At least five cases are known in plants when the chromatin loops between 5′UTR and 3′UTR are formed ^[36]. The sunflower Helianthus annuum gene HaWRKY6 forms a gene loop in the cotyledon cells, which ensures a high tissue-specific expression thanks to the recirculation of RNA polymerase II. This gene almost does not express in the cells of leaves ^[39]. The loop in the sunflower gene FLC (flowering locus) disappears after 2 weeks of incubation in the cold, which causes a decrease in the FLC transcription and slows down the switch to flowering ^[40]. In A. thaliana, the gene loops enhancing transcription have been found in three genes: IPT3, IPT7, and TFL1 ^[41][42]. Another type of the loops that elevate the transcription level is the loops between a distal enhancer and a promoter (Figure 24b); the loops of this type have been observed in Zea mays ^[42] and A. thaliana ^[43].

The mechanisms underlying the formation of chromatin loops are vague and require further in-depth studies. In several cases, the interaction between protein transcription factors contributes to the formation of loops ^[43][44]. The loop formation also depends on the balance between the histone H3 methylation and acetylation in the region and DNA methylation ^[40][45]. Short interfering RNAs are also involved in this process ^{[36][39][40][46]}. Unfortunately, now, existing molecular methods do not allow the reusearchers to artificially create such loops increasing the level of gene transcription. It is important to realize that transcriptional activity is to a considerable degree determined by the spatial organization of a chromatin region.

Considering various examples of site-specific delivery of target genes using the CRISPR/Cas system, it becomes obvious that this work should be preceded by a search for optimal areas in the genome for targeting genetic engineering tools to them. As such, researchers consider genomic “safe harbors”, the choice of which directly depends on the task set by the researcher. When improving any characteristics of varieties of important agricultural crops, one of the main criteria is the preservation of the characteristics of the variety created by the previous efforts of breeders.

The choice of search criteria for GSH for the field of biotechnology of cultivated plant cells, in the ouresearchers' opinion, is determined primarily by the choice of such regions in which integration of the target gene will provide the highest possible yield of recombinant protein. On the one hand, housekeeping gene loci can be such areas. The peculiarity of the organization of such regions is associated with the involvement of many transcription activation factors. Although, as it was shown by the first attempts to deliver a target gene to areas of housekeeping genes, not all of them may be available for genomic editing. On the other hand, such regions can be identified by evaluating the loci of the random transgene integration into the plant genome and determining the regions in which the expression of the target gene and the yield of the recombinant protein are maximum.

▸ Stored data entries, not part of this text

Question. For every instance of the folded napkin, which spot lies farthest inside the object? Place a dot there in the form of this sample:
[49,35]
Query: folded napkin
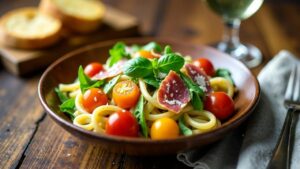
[251,147]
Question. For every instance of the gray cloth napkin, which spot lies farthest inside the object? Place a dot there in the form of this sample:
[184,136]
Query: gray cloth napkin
[253,149]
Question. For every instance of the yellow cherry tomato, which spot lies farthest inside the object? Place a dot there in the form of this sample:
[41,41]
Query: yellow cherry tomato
[164,128]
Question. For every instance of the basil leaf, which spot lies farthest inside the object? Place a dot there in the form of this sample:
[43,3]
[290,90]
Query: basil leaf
[62,97]
[196,102]
[117,52]
[168,50]
[138,67]
[140,116]
[191,85]
[68,107]
[225,73]
[85,82]
[153,46]
[183,128]
[108,86]
[169,62]
[152,81]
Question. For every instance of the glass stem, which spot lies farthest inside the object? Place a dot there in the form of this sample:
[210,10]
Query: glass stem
[231,35]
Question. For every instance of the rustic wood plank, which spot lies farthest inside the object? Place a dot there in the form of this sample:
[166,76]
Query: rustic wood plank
[20,115]
[52,147]
[55,153]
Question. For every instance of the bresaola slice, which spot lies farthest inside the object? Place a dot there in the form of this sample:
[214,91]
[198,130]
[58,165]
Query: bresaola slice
[172,93]
[115,70]
[199,77]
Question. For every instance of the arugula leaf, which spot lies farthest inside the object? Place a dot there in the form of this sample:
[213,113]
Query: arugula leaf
[168,50]
[62,97]
[68,107]
[85,82]
[183,128]
[169,62]
[191,85]
[138,67]
[117,52]
[139,114]
[225,73]
[196,101]
[150,80]
[153,46]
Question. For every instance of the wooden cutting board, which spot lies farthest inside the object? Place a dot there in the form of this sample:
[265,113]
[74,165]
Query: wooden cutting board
[116,24]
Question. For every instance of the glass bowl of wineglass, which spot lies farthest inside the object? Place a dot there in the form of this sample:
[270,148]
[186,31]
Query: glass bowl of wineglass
[232,13]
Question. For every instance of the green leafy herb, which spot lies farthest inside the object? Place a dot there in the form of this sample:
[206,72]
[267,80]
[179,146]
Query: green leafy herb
[86,82]
[108,86]
[68,107]
[139,114]
[183,128]
[138,67]
[168,50]
[225,73]
[117,52]
[169,62]
[153,46]
[62,97]
[152,81]
[196,101]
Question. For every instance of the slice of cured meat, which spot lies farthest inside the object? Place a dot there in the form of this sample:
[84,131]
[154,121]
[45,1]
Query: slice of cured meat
[115,70]
[199,77]
[172,93]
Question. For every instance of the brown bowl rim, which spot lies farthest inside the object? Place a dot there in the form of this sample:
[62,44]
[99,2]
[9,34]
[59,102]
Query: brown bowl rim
[135,140]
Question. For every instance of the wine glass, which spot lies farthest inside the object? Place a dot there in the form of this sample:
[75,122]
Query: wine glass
[233,12]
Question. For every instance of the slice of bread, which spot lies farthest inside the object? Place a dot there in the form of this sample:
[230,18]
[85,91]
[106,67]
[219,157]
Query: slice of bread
[81,16]
[28,28]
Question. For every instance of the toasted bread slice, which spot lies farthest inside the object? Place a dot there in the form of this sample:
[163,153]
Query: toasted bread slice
[27,28]
[82,16]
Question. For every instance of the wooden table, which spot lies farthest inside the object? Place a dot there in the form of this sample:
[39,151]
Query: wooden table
[30,139]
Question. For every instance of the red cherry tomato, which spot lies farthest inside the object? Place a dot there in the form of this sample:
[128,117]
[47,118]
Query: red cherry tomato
[122,123]
[205,65]
[93,68]
[93,98]
[220,104]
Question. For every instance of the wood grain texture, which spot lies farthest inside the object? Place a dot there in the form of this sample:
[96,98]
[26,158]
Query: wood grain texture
[20,115]
[272,28]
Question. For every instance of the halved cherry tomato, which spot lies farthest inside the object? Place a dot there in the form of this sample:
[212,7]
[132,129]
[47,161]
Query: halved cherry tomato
[220,104]
[205,65]
[93,68]
[126,94]
[122,123]
[164,128]
[93,98]
[146,54]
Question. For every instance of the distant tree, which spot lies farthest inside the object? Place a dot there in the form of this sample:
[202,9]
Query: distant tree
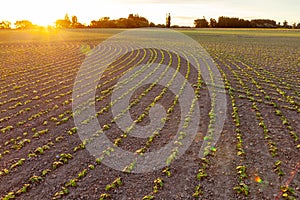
[75,23]
[285,24]
[67,18]
[61,23]
[133,21]
[161,25]
[64,23]
[151,24]
[23,24]
[168,20]
[74,19]
[278,25]
[213,23]
[201,23]
[5,25]
[263,23]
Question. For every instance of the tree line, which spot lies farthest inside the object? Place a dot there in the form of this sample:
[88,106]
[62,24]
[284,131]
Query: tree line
[234,22]
[136,21]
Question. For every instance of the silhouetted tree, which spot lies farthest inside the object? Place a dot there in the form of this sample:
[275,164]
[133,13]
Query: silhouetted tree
[151,24]
[168,20]
[23,24]
[213,23]
[64,23]
[5,25]
[285,24]
[201,23]
[74,19]
[263,23]
[133,21]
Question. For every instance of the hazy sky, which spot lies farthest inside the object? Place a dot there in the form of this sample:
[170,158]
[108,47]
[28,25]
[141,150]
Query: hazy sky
[183,12]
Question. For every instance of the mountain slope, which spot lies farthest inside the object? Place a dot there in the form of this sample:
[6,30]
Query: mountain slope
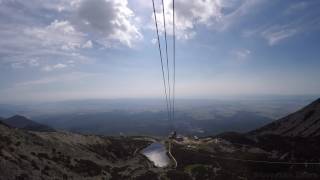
[303,123]
[22,122]
[59,155]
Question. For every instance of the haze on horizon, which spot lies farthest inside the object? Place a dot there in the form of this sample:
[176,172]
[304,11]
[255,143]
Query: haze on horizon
[97,49]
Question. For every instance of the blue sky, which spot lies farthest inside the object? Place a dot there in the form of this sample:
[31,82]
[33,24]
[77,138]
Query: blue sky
[82,49]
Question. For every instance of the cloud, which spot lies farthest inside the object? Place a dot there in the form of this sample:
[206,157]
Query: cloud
[88,44]
[60,35]
[213,14]
[275,34]
[241,54]
[49,68]
[72,76]
[59,31]
[107,21]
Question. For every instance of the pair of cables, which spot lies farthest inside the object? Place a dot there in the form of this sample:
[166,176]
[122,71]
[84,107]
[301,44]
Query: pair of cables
[169,88]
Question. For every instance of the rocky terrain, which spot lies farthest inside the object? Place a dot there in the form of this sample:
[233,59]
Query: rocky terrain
[286,149]
[304,123]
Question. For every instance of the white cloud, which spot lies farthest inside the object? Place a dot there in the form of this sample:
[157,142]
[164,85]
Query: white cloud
[154,41]
[88,44]
[276,34]
[213,14]
[72,76]
[241,54]
[188,14]
[107,21]
[57,30]
[49,68]
[59,35]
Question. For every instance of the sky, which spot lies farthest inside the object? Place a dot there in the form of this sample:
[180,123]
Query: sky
[53,50]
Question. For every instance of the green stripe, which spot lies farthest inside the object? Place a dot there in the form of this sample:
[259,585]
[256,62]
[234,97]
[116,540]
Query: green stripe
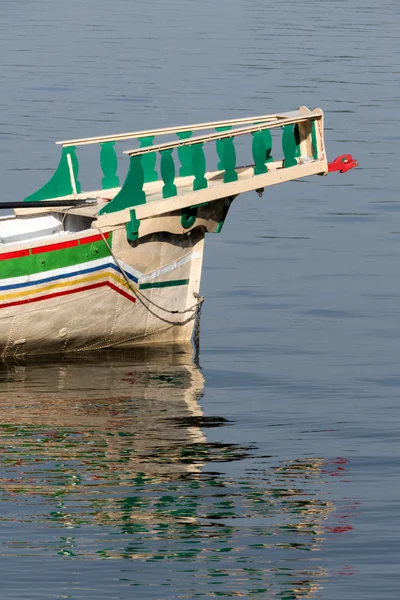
[174,283]
[56,259]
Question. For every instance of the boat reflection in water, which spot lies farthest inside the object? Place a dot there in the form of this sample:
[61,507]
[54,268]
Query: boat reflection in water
[105,456]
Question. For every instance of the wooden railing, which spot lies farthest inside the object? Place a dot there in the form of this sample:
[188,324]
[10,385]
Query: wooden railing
[300,144]
[65,180]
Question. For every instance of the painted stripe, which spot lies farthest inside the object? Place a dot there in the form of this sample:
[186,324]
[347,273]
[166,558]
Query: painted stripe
[71,273]
[58,285]
[68,292]
[53,256]
[9,282]
[53,247]
[170,267]
[15,254]
[157,284]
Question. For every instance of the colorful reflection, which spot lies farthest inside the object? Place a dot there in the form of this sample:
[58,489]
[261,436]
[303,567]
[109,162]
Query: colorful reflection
[108,459]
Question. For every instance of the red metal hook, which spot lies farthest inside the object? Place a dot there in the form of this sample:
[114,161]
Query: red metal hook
[342,163]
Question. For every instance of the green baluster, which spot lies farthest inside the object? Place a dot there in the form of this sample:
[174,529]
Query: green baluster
[296,133]
[259,151]
[185,154]
[289,146]
[109,165]
[314,140]
[268,145]
[148,160]
[220,147]
[131,193]
[199,167]
[132,227]
[60,183]
[229,160]
[168,173]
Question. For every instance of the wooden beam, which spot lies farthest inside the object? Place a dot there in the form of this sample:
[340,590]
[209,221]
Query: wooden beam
[316,114]
[171,130]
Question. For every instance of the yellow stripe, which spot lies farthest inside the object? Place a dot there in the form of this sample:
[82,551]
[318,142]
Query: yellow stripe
[64,284]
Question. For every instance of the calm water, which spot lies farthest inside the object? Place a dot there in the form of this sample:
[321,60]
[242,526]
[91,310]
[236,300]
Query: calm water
[272,471]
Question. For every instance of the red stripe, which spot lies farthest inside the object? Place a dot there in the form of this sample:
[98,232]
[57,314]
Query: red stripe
[67,292]
[52,247]
[15,254]
[93,238]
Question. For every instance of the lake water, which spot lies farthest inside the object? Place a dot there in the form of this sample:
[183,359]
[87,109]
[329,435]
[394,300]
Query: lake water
[272,470]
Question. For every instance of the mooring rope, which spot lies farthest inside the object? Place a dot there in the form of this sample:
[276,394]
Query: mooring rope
[143,299]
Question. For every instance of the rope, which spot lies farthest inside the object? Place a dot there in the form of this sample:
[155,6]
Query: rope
[143,299]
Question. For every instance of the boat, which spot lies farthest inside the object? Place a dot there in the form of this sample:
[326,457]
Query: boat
[120,266]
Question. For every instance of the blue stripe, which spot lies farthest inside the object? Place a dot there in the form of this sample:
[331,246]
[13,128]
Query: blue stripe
[111,265]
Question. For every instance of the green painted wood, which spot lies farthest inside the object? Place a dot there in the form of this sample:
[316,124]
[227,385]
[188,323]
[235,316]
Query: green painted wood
[168,173]
[132,227]
[199,167]
[314,140]
[149,160]
[159,284]
[268,145]
[185,155]
[109,165]
[56,259]
[296,133]
[131,193]
[229,160]
[60,183]
[259,152]
[289,146]
[220,147]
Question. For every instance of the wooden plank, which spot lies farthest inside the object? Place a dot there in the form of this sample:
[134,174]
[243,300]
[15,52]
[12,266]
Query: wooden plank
[224,190]
[316,114]
[170,130]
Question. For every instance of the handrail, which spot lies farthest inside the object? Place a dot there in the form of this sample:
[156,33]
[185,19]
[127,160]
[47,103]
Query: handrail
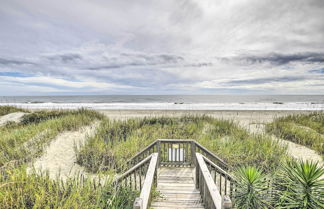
[212,155]
[204,182]
[142,202]
[177,152]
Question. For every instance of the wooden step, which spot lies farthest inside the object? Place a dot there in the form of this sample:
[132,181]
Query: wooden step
[177,189]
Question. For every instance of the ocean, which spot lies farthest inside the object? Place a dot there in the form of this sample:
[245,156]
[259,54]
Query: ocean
[170,102]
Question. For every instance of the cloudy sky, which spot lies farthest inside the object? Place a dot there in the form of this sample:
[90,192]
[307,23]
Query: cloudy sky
[161,47]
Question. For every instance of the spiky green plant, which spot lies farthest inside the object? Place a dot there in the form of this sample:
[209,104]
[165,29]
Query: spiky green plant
[251,189]
[301,185]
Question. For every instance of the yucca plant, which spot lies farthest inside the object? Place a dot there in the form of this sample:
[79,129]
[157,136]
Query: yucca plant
[251,189]
[300,185]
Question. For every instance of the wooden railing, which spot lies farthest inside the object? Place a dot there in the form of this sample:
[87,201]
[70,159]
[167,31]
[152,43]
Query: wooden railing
[134,177]
[143,201]
[176,152]
[143,154]
[211,196]
[215,184]
[204,151]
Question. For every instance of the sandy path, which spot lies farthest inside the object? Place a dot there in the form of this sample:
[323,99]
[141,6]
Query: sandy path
[11,117]
[60,158]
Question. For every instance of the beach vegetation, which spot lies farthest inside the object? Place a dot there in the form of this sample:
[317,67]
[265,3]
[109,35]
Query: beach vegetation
[304,129]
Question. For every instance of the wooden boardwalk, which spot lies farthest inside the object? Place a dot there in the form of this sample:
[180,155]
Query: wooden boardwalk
[176,187]
[184,173]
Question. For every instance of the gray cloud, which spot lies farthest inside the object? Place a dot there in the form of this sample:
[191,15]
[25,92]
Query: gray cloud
[280,59]
[65,58]
[14,62]
[158,44]
[283,79]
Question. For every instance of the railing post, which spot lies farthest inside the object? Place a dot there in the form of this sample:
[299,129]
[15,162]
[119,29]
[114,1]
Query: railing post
[138,204]
[158,146]
[226,202]
[193,153]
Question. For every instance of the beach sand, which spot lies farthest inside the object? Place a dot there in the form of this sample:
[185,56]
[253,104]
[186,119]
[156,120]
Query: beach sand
[253,121]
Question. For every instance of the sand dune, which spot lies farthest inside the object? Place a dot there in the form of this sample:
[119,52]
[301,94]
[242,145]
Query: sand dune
[11,117]
[60,158]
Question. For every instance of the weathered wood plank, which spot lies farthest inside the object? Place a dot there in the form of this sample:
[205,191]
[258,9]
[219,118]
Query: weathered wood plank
[148,182]
[211,192]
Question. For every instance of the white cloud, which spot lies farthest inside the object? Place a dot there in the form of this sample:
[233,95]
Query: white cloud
[162,46]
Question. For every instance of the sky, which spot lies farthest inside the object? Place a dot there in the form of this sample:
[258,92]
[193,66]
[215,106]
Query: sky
[145,47]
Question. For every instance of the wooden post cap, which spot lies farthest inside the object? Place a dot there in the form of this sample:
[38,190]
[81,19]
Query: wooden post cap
[226,202]
[138,203]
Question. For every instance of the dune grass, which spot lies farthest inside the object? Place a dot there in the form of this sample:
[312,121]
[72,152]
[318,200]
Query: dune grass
[25,141]
[117,141]
[4,110]
[304,129]
[21,190]
[21,143]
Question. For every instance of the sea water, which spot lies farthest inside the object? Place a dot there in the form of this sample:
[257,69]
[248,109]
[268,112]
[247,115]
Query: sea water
[170,102]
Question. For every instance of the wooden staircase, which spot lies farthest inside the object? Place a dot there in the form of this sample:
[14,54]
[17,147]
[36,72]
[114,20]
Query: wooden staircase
[184,173]
[176,187]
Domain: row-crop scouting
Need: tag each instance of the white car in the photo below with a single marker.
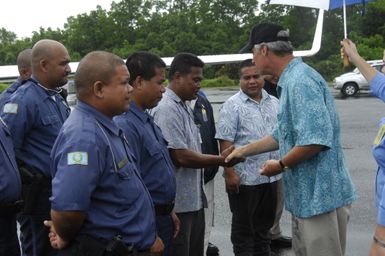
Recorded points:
(350, 83)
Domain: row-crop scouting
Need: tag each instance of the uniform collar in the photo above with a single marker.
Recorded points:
(101, 118)
(49, 92)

Works on chromatin modification and the creation of “artificial” GSHs that are attractive for target transgene delivery also seem promising. The spatial organization of chromatin is an efficient regulator of many aspects of transcription. The chromatin in the nucleus is nonrandomly arranged, forming various loops that regulate and modulate its activity. The 3′UTRs and 5′UTRs of the actively transcribed genes are brought into proximity, which considerably optimizes the work of RNA polymerase II, allowing it to move in a circle. The mechanisms and methods underlying the formation and maintenance of such loops are rather vague; however, this side in the chromatin organization and function should not be overlooked.